Changing frequency amplitude with RealFFT, flickering sound

0
votes

i have been trying to modify the amplitude for specific frequencies. Here is what i have done:

I get the data 2048 as float array which have a value range of [-1,1]. It's raw data.

I use this RealFFT algorithm http://www.lomont.org/Software/Misc/FFT/LomontFFT.html

I divide the raw data into left and right channel (this works great).

I perform RealFFT (forward enable) on both left and right and i use this equation to find which index is the right frequency that i want: freq/(samplerate/sizeOfBuffer/2.0)

I modify the frequency that i want.

I perform RealFFT (forward disable) to go back to frequency domain.

Now when i play back, i hear the change tat i did to the frequency but there is a flickering noise ( kinda the same flickering when you play an old vinyl song).

Any idea what i might do wrong? It was a while ago i took my signal processing course at my university so i might have forgot something.

Thanks in advance!

2
audiosignal-processingfftfrequency
Are you sure you are only modifying the real part and not the imaginary part of the frequency bin? The imaginary part will affect the phase. the real & imaginary parts are interleaved so you'll need to multiply your integer index by 2 to get the real part, and add 1 to that to get the imaginary part.Pete
It doesn't sound right when i skip the imaginary partEqric
Are you doing this processing over the entire audio file, or are you chunking it up into buffers and putting the output back together? If the latter, you will need to perform overlap-save or similar method to maintain continuity at the buffer boundaries. See en.wikipedia.org/wiki/Overlap–save_method.Jason B
It's in real time, the sound engine provides me with a function in which will return a 2048 chunks into 'data' at a time. Its called every 23ms and returns 23ms worth of data at a time. Is it still necessary to perform overlap?Eqric

2 Answers

2
votes

The comments may be confusing. Here are some clarifications.

The imaginary part is not the phase. The real and imaginary parts form a vector, think of a 2-d plot where real is on the x axis and imaginary on the y. The amplitude of a frequency is the length of the line formed from the origin to the point. So, the phase is the arctan of the real and imaginary parts divided. The magnitude is the square root of the sum of squares of the real and imaginary parts.

So. The first step is that you want to change the magnitude of the vector, you must scale both the real and imaginary parts.

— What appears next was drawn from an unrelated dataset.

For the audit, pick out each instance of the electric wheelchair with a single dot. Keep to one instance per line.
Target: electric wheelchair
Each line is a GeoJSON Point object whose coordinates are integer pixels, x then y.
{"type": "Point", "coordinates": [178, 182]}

That's easy. The second part is much more complicated. The Fourier transform's "view" of the world is that it is infinitely periodic - that is, it looks like the signal wraps from the end, back to the beginning. If you put a perfect sine tone into your algorithm, and say that the period of the sine tone is 4096 samples. The first sample into the FFT is +1, then the last sample into the FFT is -1. If you look at the spectrum in the FFT, it will appear as if there are lots of high frequencies, which are the harmonics of transforming a signal that has a jump from -1 to 1. The longer and longer the FFT, the closer that the FFT shows you the "real" view of the signal.

Techniques to smooth out the transitions between FFT blocks have been developed, by windowing and overlapping the FFT blocks, so that the transitions between the blocks are not so "discontinuous". A fairly common technique is to use a Hann window and overlap by a factor of 4. That is, for every 2048 samples, you actually do 4 FFTs, and every FFT overlaps the previous block by 1536. The Hann window gets mathy, but basically it has nice properties so that you can do overlaps like this and everything sums up nicely.

I found this pretty fun blog showing exactly the same learning pains that you're going through: http://www.katjaas.nl/FFTwindow/FFTwindow&filtering.html

This technique is different from another commenter who mentions Overlap-Save. This is a a method developed to use FFTs to do FIR filtering. However, designing the FIR filter will typically be done in a mathematical package like Matlab/Octave.

1
votes

If you use a series of shorter FFTs to modify a longer signal, then one should zero-pad each window so that it uses a longer FFT (longer by the impulse response of the modification's spectrum), and combine the series of longer FFTs by overlap-add or overlap-save. Otherwise, waveform changes that should ripple past the end of each FFT/IFFT modification will , due to circular convolution, ripple around to the beginning of each window, and cause that periodic flickering distortion you hear.